39 Il n’est pas étonnant que Cage soit parvenu à un statisme équivalent à partir de procédés apparemment opposés : la manipulation du hasard. Cela s’accorde en tous points avec nos remarques concernant la correspondance entre organisation totale et inorganisation totale en composition, et leur tendance commune au nivellement.
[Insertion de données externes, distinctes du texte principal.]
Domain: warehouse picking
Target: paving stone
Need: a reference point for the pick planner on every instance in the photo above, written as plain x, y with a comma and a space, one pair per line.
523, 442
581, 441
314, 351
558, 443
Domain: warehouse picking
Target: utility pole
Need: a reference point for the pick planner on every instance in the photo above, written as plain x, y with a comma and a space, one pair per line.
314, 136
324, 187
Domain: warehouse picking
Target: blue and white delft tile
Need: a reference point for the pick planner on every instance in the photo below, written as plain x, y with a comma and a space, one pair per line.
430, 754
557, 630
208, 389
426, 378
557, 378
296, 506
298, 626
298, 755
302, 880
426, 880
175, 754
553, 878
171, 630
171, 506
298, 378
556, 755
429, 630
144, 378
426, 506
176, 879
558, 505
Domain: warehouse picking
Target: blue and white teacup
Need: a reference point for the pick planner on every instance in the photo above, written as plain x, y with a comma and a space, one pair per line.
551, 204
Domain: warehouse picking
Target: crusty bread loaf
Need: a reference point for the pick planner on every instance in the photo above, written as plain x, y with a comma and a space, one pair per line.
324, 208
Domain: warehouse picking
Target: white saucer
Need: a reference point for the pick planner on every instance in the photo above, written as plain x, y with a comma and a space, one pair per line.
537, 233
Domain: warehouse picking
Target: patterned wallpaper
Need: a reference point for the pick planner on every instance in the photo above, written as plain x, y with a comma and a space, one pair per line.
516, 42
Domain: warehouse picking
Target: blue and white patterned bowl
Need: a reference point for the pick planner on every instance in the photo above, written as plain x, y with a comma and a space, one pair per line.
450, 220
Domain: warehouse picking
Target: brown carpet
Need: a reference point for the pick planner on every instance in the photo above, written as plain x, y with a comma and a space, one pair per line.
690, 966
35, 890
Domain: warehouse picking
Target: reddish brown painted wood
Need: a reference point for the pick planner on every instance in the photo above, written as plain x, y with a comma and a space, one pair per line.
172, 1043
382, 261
Toutefois, chez Cage, le lien avec la pensée et le style de vie orientaux, bien qu’ils soient également importés, semble beaucoup moins maniéré que chez les compositeurs européens.
40 Si l’on observe des voitures roulant sur une route avec peu de circulation, il est possible de percevoir séparément leur vitesse et la direction de leur mouvement. Mais la faculté d’enregistrer les actions distinctes diminue proportionnellement à l’augmentation de la densité de la circulation. Ce qui, dans le détail, s’agite comme une fourmilière paraît immobile dans la totalité.
41 Il se peut que la progression de la spatialisation du temps soit l’une des raisons qui amenèrent les compositeurs – en particulier Cage et Stockhausen –à essayer de transposer l’espace imaginaire du parcours formel vers un espace réel, en répartissant des groupes ins-trumentaux, ou des enceintes électroacoustiques dans la salle de concert. Cela confère une nouvelle fonction à un procédé traditionnel originaire du baroque vénitien des Gabrieli.
42 Theodor W. Adorno, loc. cit., p. 113. C’est sans doute cette constatation surtout qui a poussé les compositeurs vers la synthèse électronique des sons.